The C$38.50-per-share offer from United
States Steel Corp. (NYSE:X) includes a commitment from the provincial
government with regard to Stelco's main pension plans and operations in
Ontario, as well as a voluntary contribution of about US$31 million to Stelco's
pension plans.
The company's outdated Hamilton operations
and between US$1.3 billion and $1.5 billion in pension and health-care
liabilities were the two main sources of skepticism ahead of the deal, with
many analysts expressing doubt that the company would find a suitable buyer
when it put itself up for sale in June.
But according to New York steel analyst
Chuck Bradford, the pension issue "should be pretty well taken care
of" as a result of the deal, which he considers good news for Stelco's
workers.
"It's pretty clear that they (U.S.
Steel) intend to invest in Stelco, they plan to utilize Stelco's facilities, do
some upgrades, so all that should be very good for the workforce at
Stelco," he said.
"You don't buy a company to shut it
down and it's pretty clear that one of the big benefits U.S. Steel expects to
get out of owning Stelco is about 900,000 tonnes of slabs, most likely coming
from Hamilton, that will be available for U.S. Steel's plans in the U.S."

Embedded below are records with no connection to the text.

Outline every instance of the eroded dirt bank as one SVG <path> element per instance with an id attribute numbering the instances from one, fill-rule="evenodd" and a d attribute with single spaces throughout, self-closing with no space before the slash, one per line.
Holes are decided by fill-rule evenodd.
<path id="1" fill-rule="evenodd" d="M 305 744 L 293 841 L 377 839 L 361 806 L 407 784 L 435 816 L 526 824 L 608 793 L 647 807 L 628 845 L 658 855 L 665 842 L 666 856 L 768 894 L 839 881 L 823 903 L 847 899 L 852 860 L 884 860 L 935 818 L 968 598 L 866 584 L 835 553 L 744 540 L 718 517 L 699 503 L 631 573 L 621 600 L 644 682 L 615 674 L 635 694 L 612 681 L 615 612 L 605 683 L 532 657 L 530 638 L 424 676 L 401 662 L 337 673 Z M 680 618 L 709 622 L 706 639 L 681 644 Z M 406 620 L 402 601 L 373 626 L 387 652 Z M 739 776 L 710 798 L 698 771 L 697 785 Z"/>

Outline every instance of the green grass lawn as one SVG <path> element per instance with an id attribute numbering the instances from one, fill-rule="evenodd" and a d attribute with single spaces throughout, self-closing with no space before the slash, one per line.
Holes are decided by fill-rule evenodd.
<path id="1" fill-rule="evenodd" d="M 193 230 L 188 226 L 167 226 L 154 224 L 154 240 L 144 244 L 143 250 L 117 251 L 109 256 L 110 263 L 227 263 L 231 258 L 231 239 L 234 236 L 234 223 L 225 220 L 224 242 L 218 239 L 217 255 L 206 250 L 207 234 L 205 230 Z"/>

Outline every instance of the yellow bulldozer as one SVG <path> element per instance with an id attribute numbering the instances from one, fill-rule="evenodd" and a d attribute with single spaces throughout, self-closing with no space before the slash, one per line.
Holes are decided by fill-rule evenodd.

U.S. Steel has said it does not plan to
reduce Stelco's workforce of about 3,600, or close operations.
The proposed sale follows extensive
restructuring efforts after Rodney Mott took over from Courtney Pratt as CEO.

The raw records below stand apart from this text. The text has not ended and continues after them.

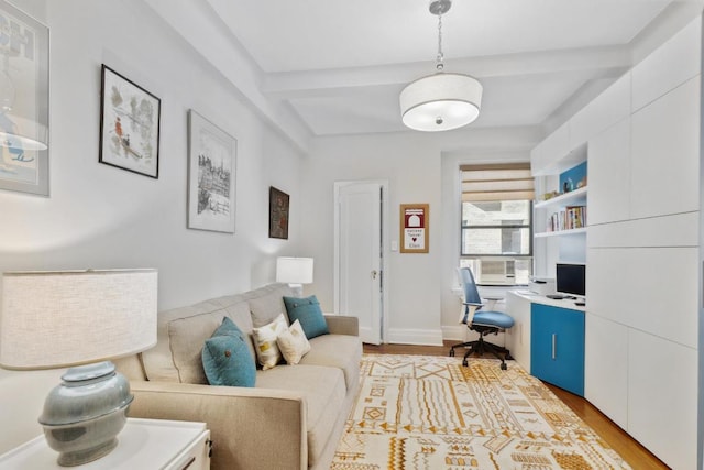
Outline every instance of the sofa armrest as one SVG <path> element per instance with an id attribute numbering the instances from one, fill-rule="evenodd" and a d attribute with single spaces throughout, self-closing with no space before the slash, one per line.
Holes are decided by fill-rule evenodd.
<path id="1" fill-rule="evenodd" d="M 332 335 L 360 336 L 360 319 L 348 315 L 326 314 L 328 329 Z"/>
<path id="2" fill-rule="evenodd" d="M 211 468 L 308 468 L 306 403 L 296 392 L 132 381 L 130 417 L 207 423 Z"/>

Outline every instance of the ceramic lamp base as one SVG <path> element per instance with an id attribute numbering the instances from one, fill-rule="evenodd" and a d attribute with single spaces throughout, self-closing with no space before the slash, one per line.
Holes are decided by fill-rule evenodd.
<path id="1" fill-rule="evenodd" d="M 69 369 L 44 402 L 40 423 L 63 467 L 88 463 L 110 453 L 127 423 L 130 384 L 112 362 Z"/>

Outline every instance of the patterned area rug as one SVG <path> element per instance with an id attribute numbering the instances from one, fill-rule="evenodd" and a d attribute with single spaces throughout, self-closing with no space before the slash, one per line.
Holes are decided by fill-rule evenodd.
<path id="1" fill-rule="evenodd" d="M 630 469 L 515 361 L 364 354 L 332 470 Z"/>

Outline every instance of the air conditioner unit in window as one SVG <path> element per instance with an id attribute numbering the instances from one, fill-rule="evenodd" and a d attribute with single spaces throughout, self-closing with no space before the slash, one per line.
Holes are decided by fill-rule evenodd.
<path id="1" fill-rule="evenodd" d="M 514 284 L 516 262 L 514 260 L 482 260 L 477 282 L 481 284 Z"/>

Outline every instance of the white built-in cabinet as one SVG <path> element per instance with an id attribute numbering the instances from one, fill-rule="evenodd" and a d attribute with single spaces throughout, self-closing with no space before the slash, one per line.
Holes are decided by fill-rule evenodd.
<path id="1" fill-rule="evenodd" d="M 544 179 L 586 145 L 585 397 L 676 469 L 697 464 L 701 21 L 531 154 Z"/>

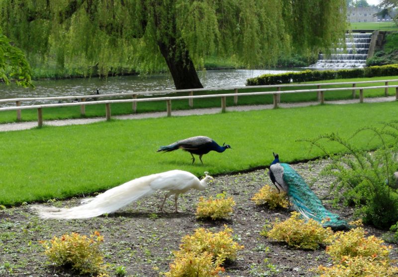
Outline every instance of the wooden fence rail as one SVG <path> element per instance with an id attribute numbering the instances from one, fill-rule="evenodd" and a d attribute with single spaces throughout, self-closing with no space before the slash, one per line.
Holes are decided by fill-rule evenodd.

Pratt oversaw the company's emergence from
bankruptcy protection in 2006, after a two-year restructuring effort under
court protection, with the company's management and its major unions at
loggerheads through most of the period.
Mott had always been clear about his
interest in making Stelco part of a bigger firm, announcing plans last year for
increased steel production volumes, as well as changes to product mix and
pricing and voluntary job reductions.
He put the company up for sale in the
spring, in a move that was widely expected after a frenzy of consolidation in
the steel sector, saying he hoped to sell the entire company to another
steelmaker rather than break it up and began shedding non-core assets to make
the enterprise as attractive as possible.
In its second quarter, Stelco showed
improved productivity and a profit of $5 million before taxes and one-time
charges.
BMO Nesbitt Burns Inc. steel analyst Randy
Cousins said future investments in the company's operations and job security
for its workers will largely depend on how U.S. Steel sees Stelco fitting in to
its business.
"The Stelco that you and I know as a
standalone business with executives making independent decisions for the
individual assets within the company - that won't happen anymore," he
said.
"If it makes sense to put money into
Hamilton rather than put it into the Gary Works (plant on Lake Michigan), or to
put money into Hamilton rather than into Mon Valley ( one of U.S. Steel's five
integrated steel making facilities) - then someone at U.S. Steel will make
those decisions... on the basis of a larger entity."
Given the ongoing consolidation in the steel
industry, he added, being part of a larger organization is likely to be
beneficial for workers, but, he said, "the impact on the workers at Stelco
will be a function of how U.S. Steel sees those assets fitting into its overall
corporate strategy."
Stelco's main operations, in Hamilton and at
Nanticoke on Lake Erie, produce hot-rolled, cold-rolled, coated sheet and bar
products.
The company's shares traded up 40 per cent,
or $10.81, at $37.74 Monday - slightly below the offer price.